Rudolph! by Mark Teppo
Well. I can say I never read anything like this book. But I’m not much of one for fantasy or Sci-Fi. Not that this is Sci-Fi, but you must, absolutely, suspend all preconceptions about Rudolph the Red Nosed Reindeer, Santa, the elves, Mrs. Claus, the North Pole and all, ALL other Christmas traditions. And if you have read this far be warned and be aware, this is NOT, I repeat, NOT a children’s book. NOT.
Let me see if I get this straight. Mrs. Claus has an iMac and Santa has a stun gun. He sends Christmas cards to the Pope, he is color blind. The elves are unionized. Santa goes into lockdown the day after Thanksgiving until Flight Night. Rudolph’s nose glows because he’s radioactive. And finally, for one and all who just don’t believe Santa can get the job done in one night, it’s explained in here. Considering the rest of what happens in this story, I believe the explanation!
Here’s what happens. Really. It’s almost Christmas Eve and Santa finds a letter that has been overlooked from a little girl asking for her daddy for Christmas. Daddy recently died. Santa can’t deny a Christmas wish. So, well, it’s obvious, isn’t it? Santa and an elf and all the reindeer hack into Heaven’s list of new “members” and they invade purgatory looking for David Anderson. They find him, battle ensues with the angels guarding Heaven’s gates and Santa delivers daddy. It’s a miracle. But miracles come with a price. Santa upset the balance.

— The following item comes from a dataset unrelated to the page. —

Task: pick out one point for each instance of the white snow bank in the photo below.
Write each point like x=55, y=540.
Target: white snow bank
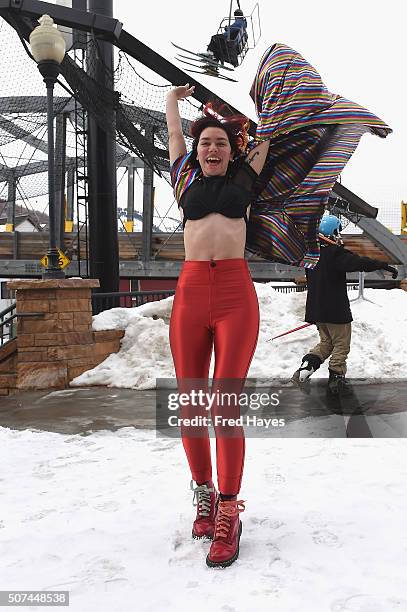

Santa gets sick. Really, really sick. It’s the work of Satan and now the Reindeer and elf are off to, you guessed it, they find they have to travel through Dante’s seven levels.
I’ve suspended all belief by now. By now I’m finding nuggets in this story to keep me going. You see, Satan stole Christmas spirit and without it, we’re doomed to nothingness for the long, cold winters. We are shown how our small little minds have changed what Christmas is supposed to have been. Not Black Friday, to be sure. Not limited attention spans because all the kids want now are electronics.
It’s about having something to believe in. We “have to believe in miracles that are never going to happen.” We have to ”believe in the possibility.” I have to say, as outrageously imaginative as this book was, we were smacked in the face with the reality of things as they are. And while I smiled and sometimes laughed and shook my head at the imagination involved in writing this story, I did get the message. He said it so well. “Angels can’t just come down and fix. You can’t depend on them if you can’t depend on yourself.” Keep the spirit alive.